При этом существуют два опасения: во-первых, человечество может покончить с собой прежде, чем встанет на этот путь. Это вполне возможно, но в то же время совсем тривиально. Во-вторых, есть реальное затруднение, которое может стать непреодолимой преградой: фактор времени. Как известно, течение эволюции было неравномерным. Первоначальные временные затраты при разработке ДНК-«языка» были очень большими: они составили около миллиарда лет, если не больше. Только после этого эволюционный процесс развития смог ускориться. Если эту первую фазу нельзя сильно сократить, то есть если временные затраты должны оставаться настолько большими, мой оптимизм необоснован. Ещё нет уверенности, сможет ли идущее после нас компьютерное поколение помочь в области «информа ционно-эволюционной псевдоязыковой технологии». У мощности компьютера есть физические границы, среди всего прочего в виде уже доказанно существующей преграды – «transcomputability». Ибо уже известны довольно простые алгоритмические задачи, которые не смог бы преодолеть даже компьютер, сделанный из материала всей Вселенной.

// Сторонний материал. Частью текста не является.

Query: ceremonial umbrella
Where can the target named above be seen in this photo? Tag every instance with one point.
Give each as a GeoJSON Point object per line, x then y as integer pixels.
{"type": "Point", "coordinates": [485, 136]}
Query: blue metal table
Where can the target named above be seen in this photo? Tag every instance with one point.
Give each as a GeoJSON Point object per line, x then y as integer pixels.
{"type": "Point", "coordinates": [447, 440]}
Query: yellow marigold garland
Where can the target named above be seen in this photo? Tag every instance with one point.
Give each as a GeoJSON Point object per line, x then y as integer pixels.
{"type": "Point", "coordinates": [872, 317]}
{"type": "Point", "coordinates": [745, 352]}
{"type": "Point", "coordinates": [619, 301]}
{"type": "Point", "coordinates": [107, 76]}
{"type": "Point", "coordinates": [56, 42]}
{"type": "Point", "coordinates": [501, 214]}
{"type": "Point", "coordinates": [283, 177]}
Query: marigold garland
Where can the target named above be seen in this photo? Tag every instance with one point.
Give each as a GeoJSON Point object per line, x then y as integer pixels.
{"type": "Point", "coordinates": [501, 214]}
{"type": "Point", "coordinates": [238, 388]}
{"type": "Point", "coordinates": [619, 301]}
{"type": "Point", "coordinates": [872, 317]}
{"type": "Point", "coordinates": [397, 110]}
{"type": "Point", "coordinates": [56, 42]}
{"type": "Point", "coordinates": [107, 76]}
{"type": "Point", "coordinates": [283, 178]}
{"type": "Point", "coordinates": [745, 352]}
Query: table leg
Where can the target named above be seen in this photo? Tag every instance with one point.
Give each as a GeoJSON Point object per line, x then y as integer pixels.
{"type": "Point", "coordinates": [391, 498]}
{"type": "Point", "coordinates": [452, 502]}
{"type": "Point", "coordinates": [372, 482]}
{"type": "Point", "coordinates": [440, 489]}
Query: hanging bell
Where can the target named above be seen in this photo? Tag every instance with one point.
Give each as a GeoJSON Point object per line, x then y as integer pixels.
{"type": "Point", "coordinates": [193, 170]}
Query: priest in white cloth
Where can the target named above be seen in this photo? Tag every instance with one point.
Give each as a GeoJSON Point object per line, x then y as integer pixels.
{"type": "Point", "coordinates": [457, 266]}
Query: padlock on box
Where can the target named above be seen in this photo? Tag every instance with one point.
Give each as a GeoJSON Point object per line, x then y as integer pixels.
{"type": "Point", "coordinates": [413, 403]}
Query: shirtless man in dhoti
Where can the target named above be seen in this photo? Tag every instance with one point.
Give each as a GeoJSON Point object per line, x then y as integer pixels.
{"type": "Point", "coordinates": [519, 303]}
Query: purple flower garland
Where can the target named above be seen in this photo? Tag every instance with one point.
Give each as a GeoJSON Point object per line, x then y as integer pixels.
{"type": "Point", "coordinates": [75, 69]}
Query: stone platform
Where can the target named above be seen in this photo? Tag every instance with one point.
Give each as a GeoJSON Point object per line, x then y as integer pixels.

Таким образом, в этой области есть много неопределённости, но я не хочу заранее считать неопределённость поражением. Возможно, если мы создадим из ещё неизвестного потенциала изменения материи, являющейся носителем информации и создателем, связку ключей, управляемую нами, ориентированную на цель и развивающуюся, то мы сможем открыть замок будущего, который не является воздушным замком.
Здесь моё предисловие подходит к концу. К сказанному я позволю себе добавить только свою благодарность всем, кто с терпением и большим желанием участвовал в берлинском симпозиуме. Вы полностью заслужили эту благодарность. Если я при этом не называю имён, так это только потому, что в противном случае я должен был бы перечислить всех присутствовавших.